The Feast and the Oath
When the riddles were finished, Makeda acknowledged that Tamrin had not exaggerated. Solomon’s wisdom was real, and the God who had given it to him was greater than the sun she worshipped. She said this plainly, before Solomon’s court.
Solomon, for his part, had been watching Makeda. Her intelligence. Her authority. The way she held silence before answering, the way she governed her retinue without raising her voice.
He prepared a feast for her departure - rich food, spiced and salted. The Kebra Nagast is precise about what happened next. Solomon made Makeda swear an oath: she would take nothing from his house without permission. Makeda, who was wealthy beyond most kings, found this almost insulting. She swore.
The food was heavily spiced. The wine was sweet but not enough to quench thirst. In the night, Makeda woke with a dry throat and reached for a vessel of water that had been placed - perhaps by design - near her bed. She drank.
Solomon appeared. He said she had taken something from his house without permission. Water. She had broken her oath.

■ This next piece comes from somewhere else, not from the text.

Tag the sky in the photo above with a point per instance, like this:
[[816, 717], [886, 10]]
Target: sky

Makeda looked at him. She understood. The water was nothing. The oath was the frame. Solomon had tested her as she had tested him, and his test was quieter and more dangerous than riddles about flowers and silk thread.
What She Carried South
The Kebra Nagast states that Makeda and Solomon lay together that night. Whether this followed from the broken oath or from mutual recognition, the text does not trouble itself to distinguish. It records the event as it records all events - as something that happened because God intended it.
Makeda stayed in Jerusalem for some months. When she left, Solomon gave her a ring. He told her that if she bore a son, she should send the boy to him when he was grown, and the ring would be the proof.
Makeda returned south. She bore a son. She named him Menelik - Ibn al-Hakim, the son of the wise man. He grew up in his mother’s court, hearing Tamrin’s stories just as she had, and when he was old enough he took the ring and went north to find his father.
But that journey belongs to Menelik. Makeda’s journey ended where it began - in her own kingdom, changed. She no longer worshipped the sun. She carried Solomon’s child and Solomon’s God and the memory of bees finding real flowers among false ones. She had gone to test a king’s wisdom and found it genuine, and in the testing she had been tested herself, and the water by her bed had taught her something no riddle could.
The line she founded would endure for nearly three thousand years. Every emperor who sat on the throne at Aksum, at Gondar, at Addis Ababa, traced his blood back to that night in Jerusalem, to a queen who drank water in the dark.